When 18 nodes pegged my 80-core box at 100%
First bootstrap of 18 mesh nodes on an 80-logical-core workstation. Host CPU pegged at 100% the moment the bootstrap finished. Three obvious things to try first — mDNS off, gossip interval up, per-frame INFO spans down — got it from 100% to 35%. Still wrong. The real bug was somewhere else.
Bootstrapped the cluster. 18 nodes — two of each role per mesh, across two meshes, with two bridges. Hit Bootstrap at 14:51 local. Host CPU at 14:52 was 100% across all 80 logical cores. Five samples a second apart, all 100%.
The mesh worked. /api/topology came back with 19/19 live (the admin-ui plus 18 children). Each node's GossipDigest was arriving. The Topology view in the dashboard painted. Bytes were moving. Nothing was crashing.
It was just consuming the entire machine to do that.
What the first reading said
I'd expected ~10% host load. The two Xeon Gold 6148s in this box are not a small machine — 80 logical processors, hyperthreaded across two sockets. A handful of small Rust processes broadcasting 200-byte digests every 500ms should not be pegging the entire system. My mental model of "iroh-gossip at 18 nodes" was Bitcoin-territory: single-digit % per node.

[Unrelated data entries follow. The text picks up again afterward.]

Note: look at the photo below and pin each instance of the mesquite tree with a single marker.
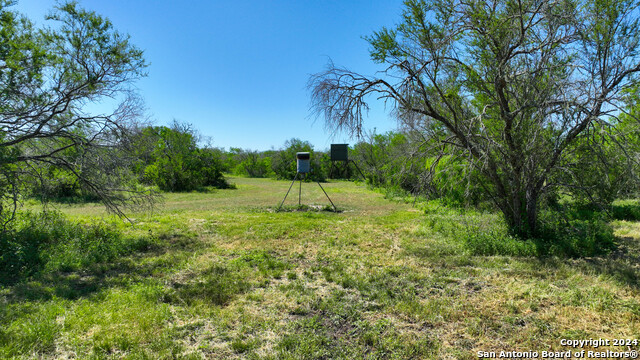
(510, 85)
(49, 78)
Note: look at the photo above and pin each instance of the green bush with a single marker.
(170, 159)
(49, 242)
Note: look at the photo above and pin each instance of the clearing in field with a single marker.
(220, 275)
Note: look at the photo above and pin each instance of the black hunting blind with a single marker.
(303, 168)
(340, 155)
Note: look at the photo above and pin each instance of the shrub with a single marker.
(49, 242)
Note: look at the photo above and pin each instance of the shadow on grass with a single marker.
(84, 282)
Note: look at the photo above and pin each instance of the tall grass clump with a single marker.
(49, 242)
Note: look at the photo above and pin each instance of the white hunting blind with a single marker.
(304, 165)
(303, 161)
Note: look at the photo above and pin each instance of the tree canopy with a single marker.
(513, 87)
(49, 79)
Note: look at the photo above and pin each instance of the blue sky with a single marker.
(237, 70)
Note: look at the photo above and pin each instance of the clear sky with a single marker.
(237, 70)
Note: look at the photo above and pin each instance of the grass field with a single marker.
(223, 276)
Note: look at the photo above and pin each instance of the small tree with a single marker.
(511, 86)
(47, 78)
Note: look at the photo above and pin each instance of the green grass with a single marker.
(222, 275)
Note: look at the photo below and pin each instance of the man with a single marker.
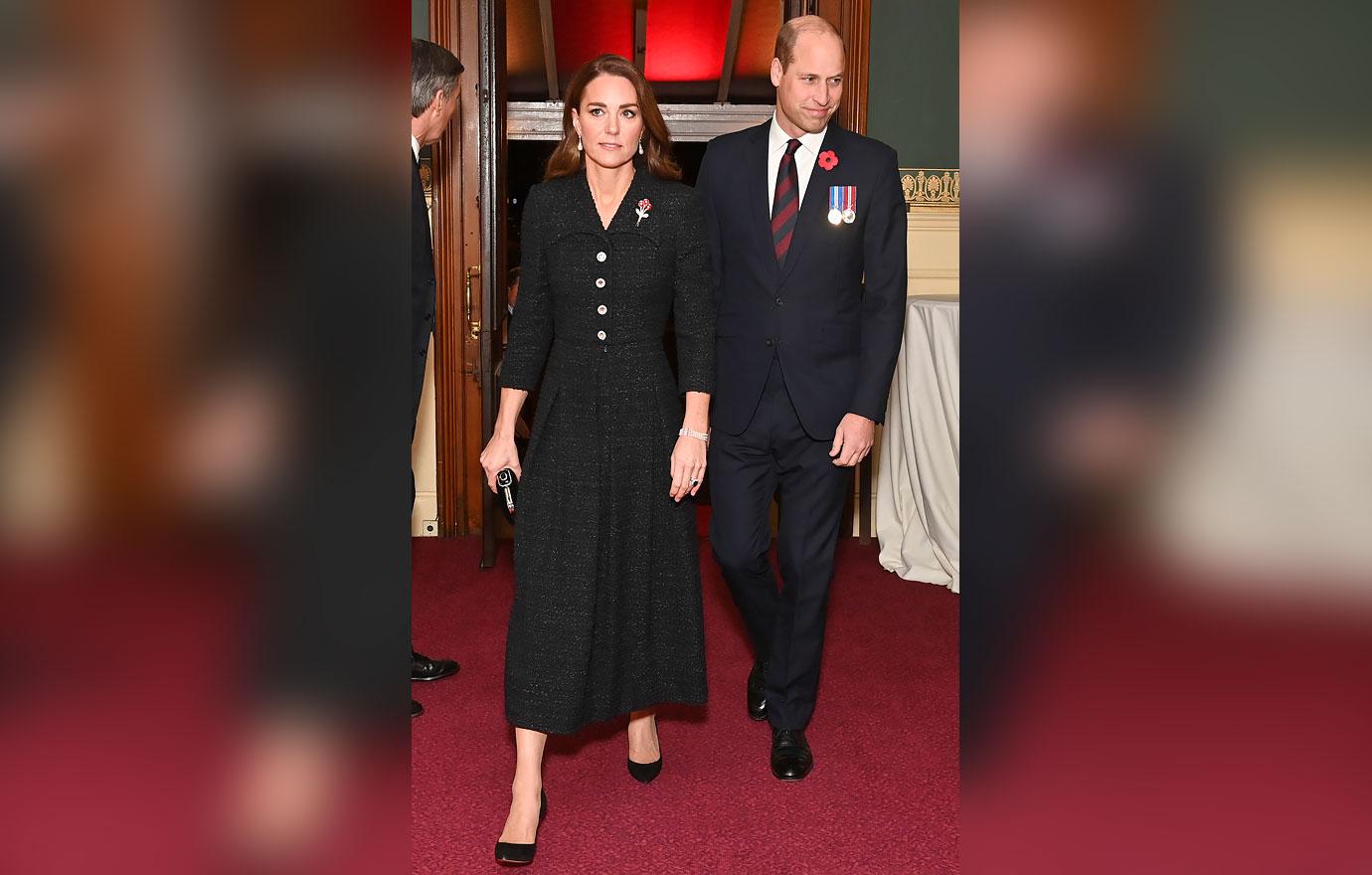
(807, 235)
(433, 73)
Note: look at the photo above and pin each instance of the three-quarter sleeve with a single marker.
(693, 304)
(531, 325)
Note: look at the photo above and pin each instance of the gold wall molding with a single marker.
(931, 187)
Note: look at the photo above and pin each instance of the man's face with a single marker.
(437, 115)
(809, 88)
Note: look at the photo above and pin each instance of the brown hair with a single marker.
(657, 140)
(789, 33)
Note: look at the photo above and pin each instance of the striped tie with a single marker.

The actual reading per-process via Task Manager:
| Node | CPU % | What I expected |
|---|---|---|
mesh-broker.exe × 4 | 0.66–1.52 each | ~0.05 |
mesh-gateway.exe × 4 | 0.72–1.32 each | ~0.05 |
mesh-compute.exe × 4 | 0.67–0.86 each | ~0.05 |
mesh-registry.exe × 4 | 0.63–1.80 each | ~0.05 |
mesh-bridge.exe × 2 | 0.82–0.83 each | ~0.05 |
mesh-admin-ui.exe × 1 | 3.44 | ~1.0 |
Add the column up: ~18% of the 80-logical box, before counting iroh-quinn's kernel-side work. Performance Monitor's \Processor(_Total)\% Processor Time showed 95–100% sustained. Something else was eating the headroom.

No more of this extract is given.